Finding the roots of a characteristic polynomial

Question

Main aim is to find the lowest order equation with the solution: $$y(x)= 2 \cosh(x) + 3 e^{-2x} \sin(x)$$

Now, I am trying to find the roots to form the characteristic polynomial from which I get the lowest order equation.

However, am stuck with the second expression as the first can be easily expressed as $e^x - e^{-x}$ so I deduce $\lambda_{1}=1,\lambda_{1} = -1 $ but the other expression I am not quite sure whether it is $-2\pm i $ or something else as there is an exponential and a trigonometric function at the same time ?
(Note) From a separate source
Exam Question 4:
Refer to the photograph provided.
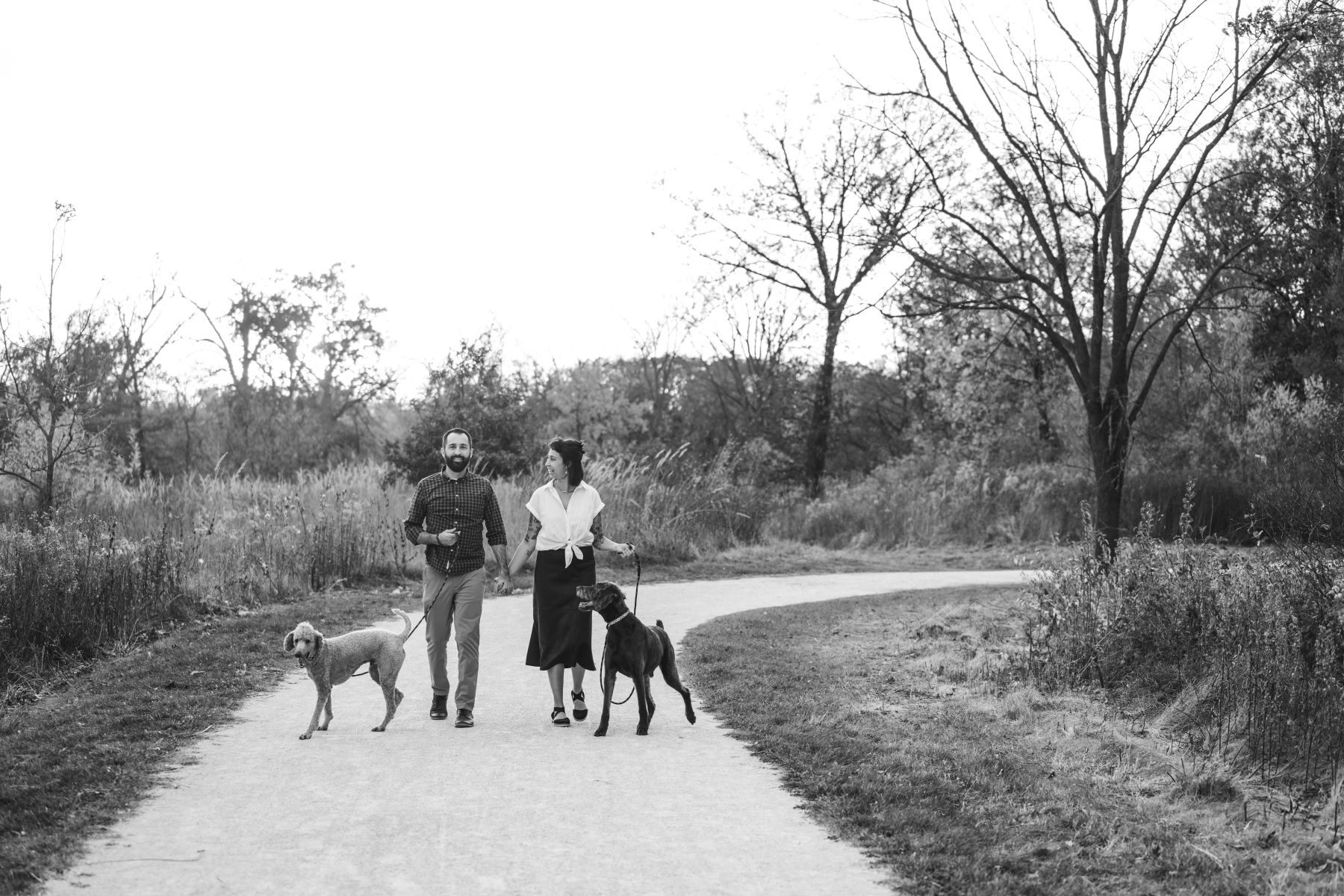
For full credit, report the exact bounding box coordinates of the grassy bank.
[0,588,403,893]
[682,588,1344,893]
Any advice greatly appreciated!

Answer 1

$$2ie^{-2x}\sin x=e^{-2x}(e^{ix}-e^{-ix})=e^{(-2+i)x}-e^{(-2-i)x}.$$

These are indeed complex exponentials.

Answer 2

$$ (\lambda -1)(\lambda +1)(\lambda +2-i)(\lambda +2+i)$$

$$= (\lambda ^2 -1)((\lambda+2)^2+1))$$

$$=(\lambda ^2 -1)(\lambda^2+4\lambda +5)$$

Multiply out and get your equation out of it.